Dienstag, 26. März 2019

Berichte aus einem Totenhaus

Libyen. Neue Berichte über horrende Zustände in den Migrantengefängnissen und die desolate Menschenrechtslage werfen ein Schlaglicht auf das Versagen der libyschen Regierungen.

Andrew Gilmour, stellvertretender Generalsekretär für Menschenrechte und Hoher Kommissar für Menschenrechte der Vereinten Nationen, stellte den Bericht über Folter und Misshandlungen von Flüchtlingen in Libyen dem Menschenrechtsrat der Vereinten Nationen in Genf vor.
In dem Bericht heißt es, dass Migranten ab dem Moment, da sie libyschen Boden betreten, unvorstellbaren Grausamkeiten ausgesetzt sind. Gilmour sagte, dass die Berichte von Flüchtlingen, die nach ihrer Befreiung in Libyen in den Niger kamen, zu den erschütterndsten Schilderungen, die er jemals gehört hat, zählen.

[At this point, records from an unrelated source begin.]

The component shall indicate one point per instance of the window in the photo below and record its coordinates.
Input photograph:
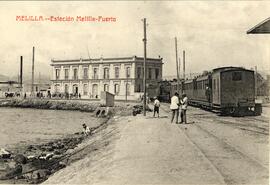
(95, 91)
(138, 88)
(127, 89)
(95, 72)
(85, 89)
(85, 73)
(116, 89)
(106, 73)
(66, 74)
(139, 72)
(128, 72)
(106, 87)
(157, 73)
(149, 73)
(57, 74)
(116, 70)
(57, 88)
(75, 74)
(236, 76)
(66, 88)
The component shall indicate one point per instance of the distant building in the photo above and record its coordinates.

„Jeder, egal ob Frau, Mann, Junge oder Mädchen, alle wurden vergewaltigt, viele mehrmals, und mit Elektroschocks gefoltert.“ Alle sagten, sie seien gezwungen worden, ihre Familie anzurufen. Die Angehörigen hätten dann ihre Schmerzensschreie anhören müssen und es wurde ihnen gesagt, wenn sie kein Lösegeld zahlen, wird weiter gefoltert. Die Täter sind Schmuggler, Menschenhändler, libysche Staatsbeamte und Mitglieder von Milizen.
Die europäischen Länder arbeiteten inzwischen mit der libyschen Küstenwache zusammen, damit die Menschen Europa nicht erreichen könnten, sondern die Schiffe bereits vor der libyschen Küste abgefangen werden. Gilmour warnte jedoch davor, die Migranten und Flüchtlinge in libysche Haftlager zurückbringen zu lassen, da sie dort gefoltert werden und anderen Menschenrechtsverletzungen ausgesetzt sind. Er forderte nicht nur ein Ende für Beschränkungen der Seenotrettung, sondern auch von der EU, die Unterstützung der libyschen Küstenwache einzustellen.

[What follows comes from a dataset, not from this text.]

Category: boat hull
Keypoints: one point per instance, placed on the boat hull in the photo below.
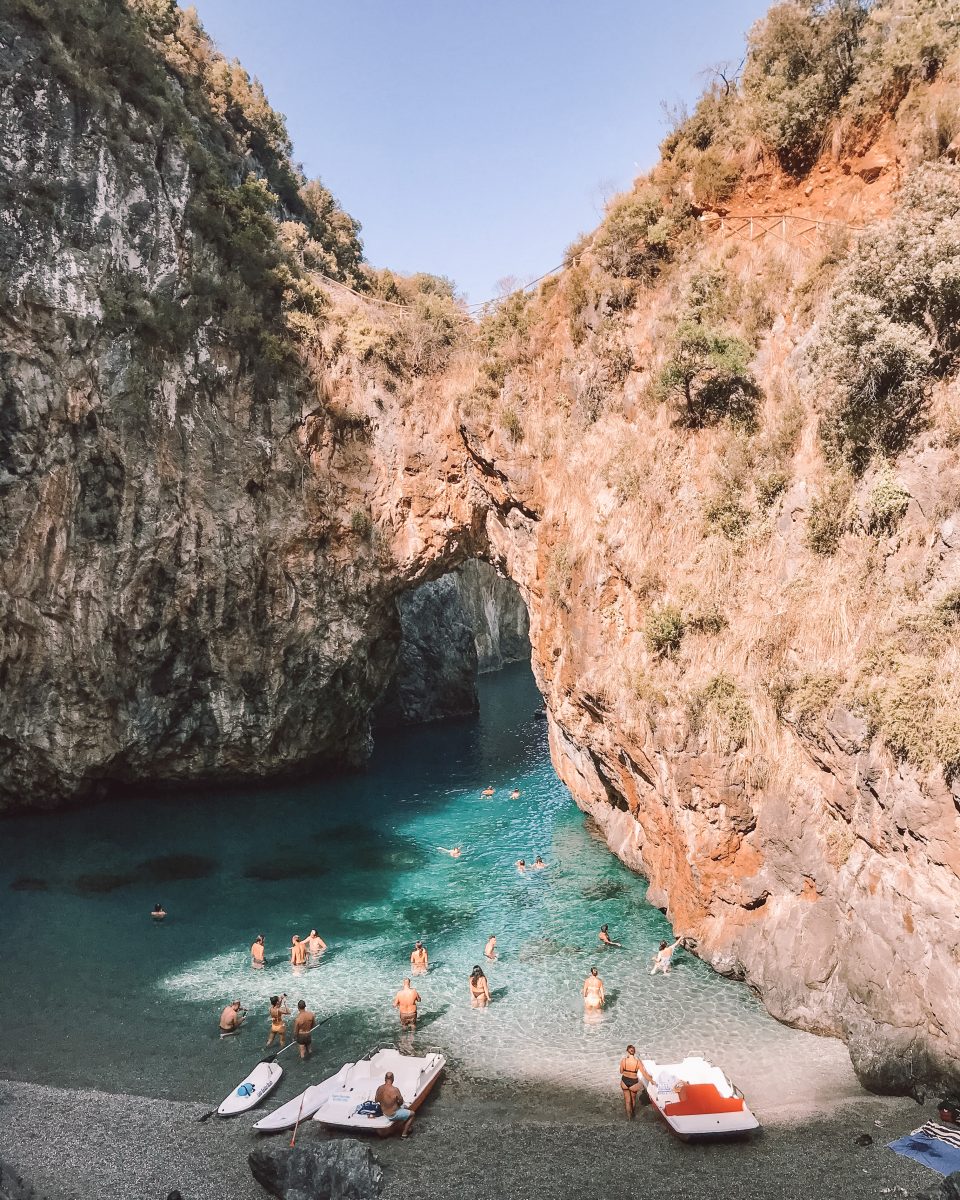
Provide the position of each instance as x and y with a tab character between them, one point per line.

In Libyen inhaftierte Migranten würden entweder in offiziellen Gefängnissen oder in inoffiziellen Migrantenlagern, die von Milizen oder Menschenhändlern kontrolliert werden, untergebracht, wo sie schwerste Misshandlungen und Menschenrechtsverletzungen erleiden müssten.

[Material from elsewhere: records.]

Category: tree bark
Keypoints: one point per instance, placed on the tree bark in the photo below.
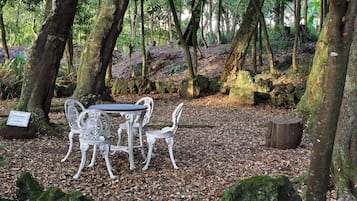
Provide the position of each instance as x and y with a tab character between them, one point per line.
98	51
182	40
296	35
219	15
310	102
143	51
344	157
43	64
340	26
239	46
269	51
3	31
69	53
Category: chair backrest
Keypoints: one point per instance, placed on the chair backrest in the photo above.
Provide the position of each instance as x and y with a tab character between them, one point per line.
149	102
176	117
94	125
72	108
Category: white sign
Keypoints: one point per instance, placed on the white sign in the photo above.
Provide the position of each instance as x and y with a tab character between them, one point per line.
17	118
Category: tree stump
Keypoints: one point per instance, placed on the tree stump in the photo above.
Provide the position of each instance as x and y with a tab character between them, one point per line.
284	132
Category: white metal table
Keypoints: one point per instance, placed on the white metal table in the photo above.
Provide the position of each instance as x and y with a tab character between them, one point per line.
129	112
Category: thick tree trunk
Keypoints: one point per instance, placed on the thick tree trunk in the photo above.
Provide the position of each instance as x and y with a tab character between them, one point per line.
340	26
182	40
310	102
3	31
296	35
143	51
219	15
133	21
239	46
269	51
43	64
344	157
98	51
69	53
284	132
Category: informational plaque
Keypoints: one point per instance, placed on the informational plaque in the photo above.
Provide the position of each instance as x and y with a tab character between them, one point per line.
18	118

Human-Rights-Watch (HRW) bedauerte in einem Bericht vom 21. März, dass die Menschenrechtsverletzungen in Libyen nur unter Punkt 10 der Generaldebatte der Vereinten Nationen abgehandelt werden, anstatt dass diesen Menschenrechtsverletzungen eine eigene Aussprache zugestanden wird.
Seit der letzten Resolution des Menschenrechtsrats habe sich in Libyen nichts geändert. Bewaffnete Gruppen, die auch den beiden libyschen Regierungen angehörten, griffen weiterhin Zivilisten an und verhinderten die Rückkehr Vertriebener in ihre angestammten Wohngebiete. Menschen würden entführt, gefoltert und verschwänden einfach.
Besonders kritisiert wurden auch die Beschränkungen, die die von der UN anerkannte ‚Einheitsregierung‘ in Tripolis ausländischen Medien auferlegt. Auch würden Justizverfahren nicht ordnungsgemäß durchgeführt. Tausende von Gefangenen würden über Jahre und in vielen Fällen ohne Anklage in Gefängnissen festgehalten. Auch HRW prangert die verheerenden Zustände in den libyschen Migrantengefängnissen an.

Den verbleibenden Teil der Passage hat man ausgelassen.